Otro hasta luego, otra sonrisa forzada, volver a fingir que no me quema el alma verte. Así como somos, escapando, así, chicos.
Otra noche, otro puñal, un deja vu eterno de verte ir. Un invierno más en mi cuerpo.
Los autos pasan, la gente avanza y yo sigo estancado en esta esquina, no sé a donde ir. Esperando que alguien me salve.
Frío, como tu temple, ahí estoy muriéndome un poco cada vez que te pienso, muriéndome a cada segundo.

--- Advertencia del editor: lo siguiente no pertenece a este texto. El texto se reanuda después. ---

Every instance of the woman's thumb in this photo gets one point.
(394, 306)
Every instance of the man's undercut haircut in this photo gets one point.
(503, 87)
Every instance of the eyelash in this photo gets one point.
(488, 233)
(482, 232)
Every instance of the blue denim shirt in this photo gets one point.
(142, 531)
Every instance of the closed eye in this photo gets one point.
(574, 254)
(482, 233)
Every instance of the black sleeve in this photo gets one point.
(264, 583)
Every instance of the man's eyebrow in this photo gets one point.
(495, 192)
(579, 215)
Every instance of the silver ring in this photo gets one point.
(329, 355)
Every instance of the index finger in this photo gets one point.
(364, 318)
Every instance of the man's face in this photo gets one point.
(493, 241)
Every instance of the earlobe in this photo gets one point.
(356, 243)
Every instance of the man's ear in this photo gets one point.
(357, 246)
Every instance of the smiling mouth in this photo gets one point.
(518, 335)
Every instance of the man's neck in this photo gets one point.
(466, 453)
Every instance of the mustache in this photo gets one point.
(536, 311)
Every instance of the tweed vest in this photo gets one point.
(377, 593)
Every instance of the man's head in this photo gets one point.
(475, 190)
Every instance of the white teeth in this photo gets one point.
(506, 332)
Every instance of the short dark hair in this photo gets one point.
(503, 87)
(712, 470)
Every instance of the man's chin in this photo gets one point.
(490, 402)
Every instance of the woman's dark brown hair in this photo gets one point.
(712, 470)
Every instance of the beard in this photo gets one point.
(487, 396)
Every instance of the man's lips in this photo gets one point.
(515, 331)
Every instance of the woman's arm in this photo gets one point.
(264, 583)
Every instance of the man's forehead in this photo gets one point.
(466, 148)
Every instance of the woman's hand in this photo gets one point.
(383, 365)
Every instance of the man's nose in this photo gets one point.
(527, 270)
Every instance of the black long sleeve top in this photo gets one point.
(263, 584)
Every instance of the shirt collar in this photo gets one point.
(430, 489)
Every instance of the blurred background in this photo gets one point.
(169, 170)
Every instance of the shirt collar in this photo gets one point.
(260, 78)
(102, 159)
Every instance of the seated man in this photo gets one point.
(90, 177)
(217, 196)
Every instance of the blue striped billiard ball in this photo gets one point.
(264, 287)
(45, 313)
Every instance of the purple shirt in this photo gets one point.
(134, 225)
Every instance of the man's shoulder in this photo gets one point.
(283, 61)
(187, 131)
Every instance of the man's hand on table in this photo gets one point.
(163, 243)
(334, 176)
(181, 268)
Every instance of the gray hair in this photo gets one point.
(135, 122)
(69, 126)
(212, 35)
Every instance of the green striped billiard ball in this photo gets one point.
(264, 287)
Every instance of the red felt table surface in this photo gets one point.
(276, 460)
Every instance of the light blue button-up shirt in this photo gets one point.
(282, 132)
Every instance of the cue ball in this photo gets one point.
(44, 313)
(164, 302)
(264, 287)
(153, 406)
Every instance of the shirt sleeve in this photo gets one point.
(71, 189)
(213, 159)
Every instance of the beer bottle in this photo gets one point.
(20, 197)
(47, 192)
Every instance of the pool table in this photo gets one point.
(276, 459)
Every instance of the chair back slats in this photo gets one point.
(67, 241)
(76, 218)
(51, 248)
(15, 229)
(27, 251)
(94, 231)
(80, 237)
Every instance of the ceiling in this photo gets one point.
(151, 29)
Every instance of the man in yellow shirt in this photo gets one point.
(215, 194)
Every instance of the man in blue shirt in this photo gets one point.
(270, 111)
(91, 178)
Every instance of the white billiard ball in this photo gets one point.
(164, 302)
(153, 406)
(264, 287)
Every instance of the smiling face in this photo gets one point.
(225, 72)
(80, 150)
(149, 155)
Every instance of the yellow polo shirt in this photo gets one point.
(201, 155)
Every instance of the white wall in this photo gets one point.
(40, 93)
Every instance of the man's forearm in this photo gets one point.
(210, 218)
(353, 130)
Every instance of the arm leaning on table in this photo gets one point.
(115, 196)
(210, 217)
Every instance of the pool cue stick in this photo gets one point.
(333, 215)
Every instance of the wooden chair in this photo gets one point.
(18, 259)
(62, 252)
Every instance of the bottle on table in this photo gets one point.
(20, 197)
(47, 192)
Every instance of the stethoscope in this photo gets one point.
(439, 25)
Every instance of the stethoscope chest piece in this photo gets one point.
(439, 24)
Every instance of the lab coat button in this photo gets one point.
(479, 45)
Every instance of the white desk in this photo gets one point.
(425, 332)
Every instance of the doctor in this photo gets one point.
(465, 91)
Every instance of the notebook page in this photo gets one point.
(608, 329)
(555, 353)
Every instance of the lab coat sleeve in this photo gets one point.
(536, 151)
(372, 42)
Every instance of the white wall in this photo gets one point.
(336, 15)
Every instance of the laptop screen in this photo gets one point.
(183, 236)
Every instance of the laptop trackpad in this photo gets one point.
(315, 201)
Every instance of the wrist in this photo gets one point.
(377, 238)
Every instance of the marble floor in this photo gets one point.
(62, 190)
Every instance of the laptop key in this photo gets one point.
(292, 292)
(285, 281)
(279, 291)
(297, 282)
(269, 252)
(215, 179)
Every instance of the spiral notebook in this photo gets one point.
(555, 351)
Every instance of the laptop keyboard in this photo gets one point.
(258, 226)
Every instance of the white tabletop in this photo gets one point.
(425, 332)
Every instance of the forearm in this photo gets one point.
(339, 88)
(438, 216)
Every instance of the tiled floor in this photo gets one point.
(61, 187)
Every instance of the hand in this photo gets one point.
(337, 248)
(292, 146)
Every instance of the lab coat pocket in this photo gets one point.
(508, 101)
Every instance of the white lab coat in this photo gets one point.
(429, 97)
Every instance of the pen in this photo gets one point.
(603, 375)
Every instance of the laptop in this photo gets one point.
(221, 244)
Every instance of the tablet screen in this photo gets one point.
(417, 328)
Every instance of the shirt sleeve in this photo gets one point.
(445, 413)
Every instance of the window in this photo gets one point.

Horas y horas de espera y nadie viene, capaz no sé expresarme, pero...
por favor.
El show debe seguir, podría tirar todo, incluyéndote a vos, al vacío. Debería hacerlo, pero con mis brazos solo puedo seguir agarrando mis rodilla, hasta desgarrarlas, hasta que el frío se transforme en dolor, el dolor en recuerdo, el recuerdo en desesperación.
La gente sólo me muestra sus defectos, y yo esperándote. La basura se acumula a mi alrededor, ya ni esta esquina es lo que era, sólo vos seguís igual de terca en hacérmelo imposible.
Loco me dicen por ahí, si tan solo supieran de tu existir...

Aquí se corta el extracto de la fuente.